The OpenGL graphics modelling results show a much more interesting story than the rendering, and begin to illustrate why just buying an expensive Xeon is not necessarily the optimum choice for a workstation. It’s clear from these graphs that the NVIDIA Quadro K620 is the limitation in systems that use it, as it gets the same result whatever the host CPU. The same is pretty much true with the Quadro K2200, although this is a significantly more powerful graphics card.

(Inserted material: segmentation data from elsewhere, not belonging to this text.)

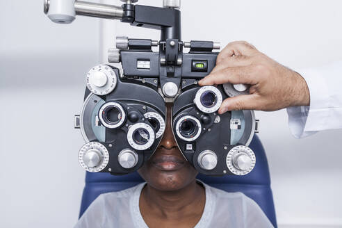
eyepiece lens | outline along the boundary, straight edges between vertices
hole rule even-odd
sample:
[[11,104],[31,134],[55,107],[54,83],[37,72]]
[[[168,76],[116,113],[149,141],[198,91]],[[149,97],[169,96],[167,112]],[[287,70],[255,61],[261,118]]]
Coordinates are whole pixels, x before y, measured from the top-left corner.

However, with the K4200 and K5200, the underlying CPU clock speed starts to come into play. Modelling applications are generally only using a single processor thread, so having more cores is usually irrelevant. More important is how fast a single core can run. The Xeon E5-2697v3 has a higher Turbo Boost mode (3.6GHz) than the Xeon E5-2660v3 (3.3GHz), so it achieves faster performance with the K4200 and K5200. However, the Intel Core i7-5820K’s 4.4GHz clock speed conquers all, and in Maxon Cinebench R15 allows it to achieve significantly faster results. This may not be the case with every application, but if you’re modelling (as opposed to rendering) with Maxon Cinema 4D, a fast Intel Core i7 with high-end graphics will give you the smoothest workflow experience, even if a multi-core Xeon will render out the results more quickly afterwards.

Below are all the screengrabs from the runs of Maxon Cinebench R15 we performed across the 13 different configurations:

System01-01System04-01System04-02System04-03System04-04
System02-01System02-02System02-03System02-04
Sysem03-01Sysem03-02Sysem03-03Sysem03-04

CrystalDiskMark

CrystalDiskMark is a useful benchmark to measure theoretical performance levels of hard drives and SSD’s. We are using V3.0.4 x64. We use this program to test the Kingston Solid State Drives in the three different base systems. Surprisingly, there was a variance in performance across the three configurations, despite the identical motherboards used. First up, the entry-level system, with its Intel Core i7-5820K:

Surprisingly, the Core i7 ruled the roost in sequential, as well as 512K and 4K random reads and writes. The overclock PC Specialist had applied clearly increased the bus speed to the SSD, providing a few percent extra performance in these tests.

These are the results for the midrange Intel Xeon E5-2660v3 system:

System02-DiskMark
The sequential and random reads and writes are slower than for the Intel Core i7 system, but the QD32 test, which increases the Queue Depth, pushes things back in the Xeon’s favour, particularly with writing.

Here are the results for the high-end Intel Xeon E5-2697v3 system:

System03-DiskMark

Sequential and random read / write scores are very similar to the other Xeon, but the QD32 scores are even better. Again, we see a variance in abilities between the clock-oriented Core i7 and the core-count-oriented Xeons, with neither one an outright winner in every category, although the Core i7’s clock speed provides benefits in most areas.